L’ordonnance locale fait partie d’un effort croissant à différents niveaux de gouvernement – des conseils scolaires locaux au gouvernement fédéral sous le président Trump – pour interdire l’accès des femmes transgenres aux installations pour femmes.

« Cela fait partie d’une attaque coordonnée contre les personnes transgenres », a déclaré Amanda Goad, directrice du projet LGBTQ, Gender and Reproductive Justice de l’ACLU de Californie du Sud. « Cela fait partie d’un projet plus vaste visant à exercer un plus grand contrôle de l’État sur le corps et la vie des gens. »

Meister a convenu que son ordonnance s’inscrivait dans une tendance nationale et n’était pas basée sur des problèmes locaux.

Il a déclaré que personne, y compris les groupes de défense des droits des femmes, ne l’avait contacté au sujet de cette ordonnance, qu’il avait lui-même élaborée. Il a également déclaré qu’il n’y avait eu aucun cas à Porterville de femmes transgenres utilisant leurs toilettes préférées. Il a ajouté qu’il ne savait pas si des personnes transgenres vivaient à Porterville et qu’il n’avait aucun ami transgenre.

Même si le problème n’a pas été soulevé à Porterville, Meister a déclaré qu’il souhaitait l’aborder avant qu’il ne devienne un problème.

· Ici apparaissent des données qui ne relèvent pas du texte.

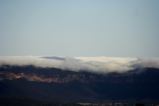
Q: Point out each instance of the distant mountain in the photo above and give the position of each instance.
(53, 84)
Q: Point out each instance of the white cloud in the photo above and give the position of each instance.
(95, 64)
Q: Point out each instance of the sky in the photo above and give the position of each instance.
(117, 28)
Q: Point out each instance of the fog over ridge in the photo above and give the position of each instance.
(94, 64)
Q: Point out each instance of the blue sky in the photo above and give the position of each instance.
(122, 28)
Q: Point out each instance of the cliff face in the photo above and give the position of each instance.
(52, 84)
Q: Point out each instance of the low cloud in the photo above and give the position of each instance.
(95, 64)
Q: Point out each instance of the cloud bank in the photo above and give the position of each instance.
(94, 64)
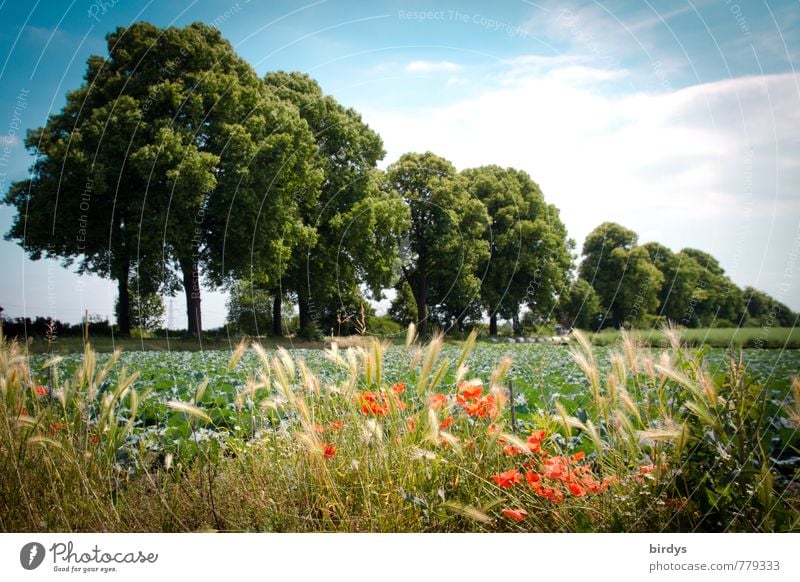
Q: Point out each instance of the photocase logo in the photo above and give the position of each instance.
(31, 555)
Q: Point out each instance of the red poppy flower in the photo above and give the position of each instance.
(372, 403)
(467, 392)
(438, 401)
(507, 479)
(532, 478)
(576, 490)
(515, 514)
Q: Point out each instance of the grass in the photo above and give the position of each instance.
(735, 337)
(411, 438)
(744, 337)
(107, 344)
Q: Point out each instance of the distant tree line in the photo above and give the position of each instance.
(623, 284)
(174, 167)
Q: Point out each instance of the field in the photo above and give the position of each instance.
(750, 337)
(402, 438)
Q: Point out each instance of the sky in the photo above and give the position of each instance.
(677, 119)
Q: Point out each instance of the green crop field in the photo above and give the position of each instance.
(415, 438)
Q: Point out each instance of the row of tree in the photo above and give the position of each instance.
(175, 165)
(623, 284)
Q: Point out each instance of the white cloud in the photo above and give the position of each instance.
(687, 165)
(428, 66)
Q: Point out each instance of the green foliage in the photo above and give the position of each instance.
(626, 439)
(384, 326)
(249, 309)
(355, 221)
(147, 308)
(529, 261)
(626, 283)
(403, 309)
(766, 310)
(579, 307)
(442, 246)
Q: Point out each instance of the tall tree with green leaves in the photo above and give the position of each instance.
(443, 247)
(681, 276)
(763, 309)
(141, 168)
(717, 301)
(356, 220)
(530, 261)
(579, 307)
(621, 274)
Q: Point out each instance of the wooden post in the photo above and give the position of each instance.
(513, 411)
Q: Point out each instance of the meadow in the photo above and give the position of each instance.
(416, 437)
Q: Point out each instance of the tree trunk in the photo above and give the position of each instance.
(493, 324)
(124, 304)
(277, 306)
(191, 287)
(460, 320)
(420, 292)
(304, 307)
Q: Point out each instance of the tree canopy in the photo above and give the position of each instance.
(443, 245)
(529, 260)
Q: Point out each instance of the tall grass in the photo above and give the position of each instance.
(664, 446)
(725, 337)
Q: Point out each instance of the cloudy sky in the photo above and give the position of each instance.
(678, 119)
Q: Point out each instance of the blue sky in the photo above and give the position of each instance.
(677, 119)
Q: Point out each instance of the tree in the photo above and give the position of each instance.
(356, 220)
(82, 201)
(443, 247)
(529, 261)
(579, 307)
(716, 300)
(152, 156)
(764, 309)
(403, 309)
(681, 276)
(626, 283)
(249, 308)
(147, 308)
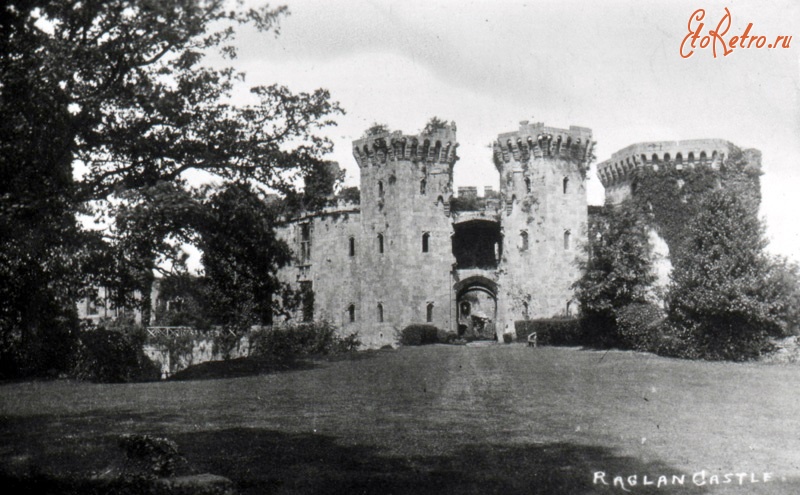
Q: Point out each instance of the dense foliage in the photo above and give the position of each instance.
(726, 299)
(112, 353)
(420, 334)
(721, 288)
(551, 331)
(617, 271)
(107, 106)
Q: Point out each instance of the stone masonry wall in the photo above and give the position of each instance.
(543, 187)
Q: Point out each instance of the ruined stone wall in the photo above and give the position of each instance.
(543, 188)
(334, 274)
(669, 179)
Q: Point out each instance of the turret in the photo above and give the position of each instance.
(542, 185)
(617, 173)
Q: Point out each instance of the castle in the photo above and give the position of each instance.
(405, 253)
(402, 256)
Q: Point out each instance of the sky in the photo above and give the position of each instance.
(612, 66)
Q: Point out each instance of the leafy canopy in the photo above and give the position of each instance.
(107, 106)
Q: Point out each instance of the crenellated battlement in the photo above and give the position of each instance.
(708, 152)
(436, 147)
(539, 141)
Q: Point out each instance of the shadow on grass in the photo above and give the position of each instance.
(261, 461)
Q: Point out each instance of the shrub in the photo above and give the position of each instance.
(149, 457)
(301, 339)
(723, 285)
(113, 356)
(417, 334)
(551, 331)
(638, 326)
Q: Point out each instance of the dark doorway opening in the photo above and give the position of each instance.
(477, 244)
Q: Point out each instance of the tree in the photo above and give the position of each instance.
(107, 104)
(617, 271)
(725, 293)
(241, 255)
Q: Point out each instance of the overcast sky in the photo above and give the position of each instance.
(611, 66)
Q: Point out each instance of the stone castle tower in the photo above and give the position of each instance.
(543, 189)
(406, 185)
(402, 256)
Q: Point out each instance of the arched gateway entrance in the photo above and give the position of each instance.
(476, 307)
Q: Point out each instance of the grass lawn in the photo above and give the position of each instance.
(435, 419)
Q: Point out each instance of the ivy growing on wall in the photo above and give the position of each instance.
(670, 198)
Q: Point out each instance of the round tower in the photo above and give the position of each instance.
(617, 174)
(543, 191)
(406, 185)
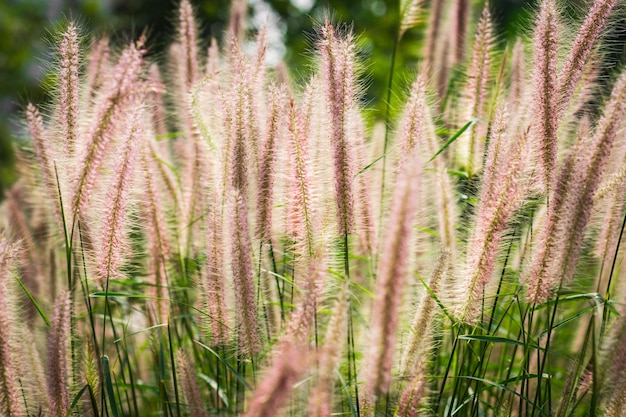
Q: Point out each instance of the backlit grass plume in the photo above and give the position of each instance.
(196, 233)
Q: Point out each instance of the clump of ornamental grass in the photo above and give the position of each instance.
(199, 235)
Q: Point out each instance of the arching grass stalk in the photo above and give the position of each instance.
(607, 295)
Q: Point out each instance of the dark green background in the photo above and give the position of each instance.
(27, 29)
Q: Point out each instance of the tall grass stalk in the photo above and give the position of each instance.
(193, 233)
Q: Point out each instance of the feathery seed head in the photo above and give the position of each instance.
(337, 54)
(69, 95)
(544, 89)
(392, 273)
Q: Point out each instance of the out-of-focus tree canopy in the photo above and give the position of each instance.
(27, 30)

Le conseil municipal a voté à l’unanimité mercredi, 5 contre 0, pour envoyer la motion de Meister au procureur de la ville et au directeur municipal pour examen. Le libellé pourrait encore changer et la ville suivra la loi californienne, a déclaré Meister.

« Ils vont examiner le texte, voir ce qui est plausible et légal de leur point de vue, puis le soumettre au conseil pour qu’il prenne une décision. Je suis sûr que le texte sera découpé », a-t-il déclaré.

Goad a déclaré que cette interdiction pourrait entraîner de nombreux problèmes juridiques, notamment des questions constitutionnelles en vertu de la clause de protection égale ainsi que d’éventuelles violations de la loi californienne.

« Il est très probable que cette loi serait contestée si elle était effectivement adoptée », a déclaré Goad.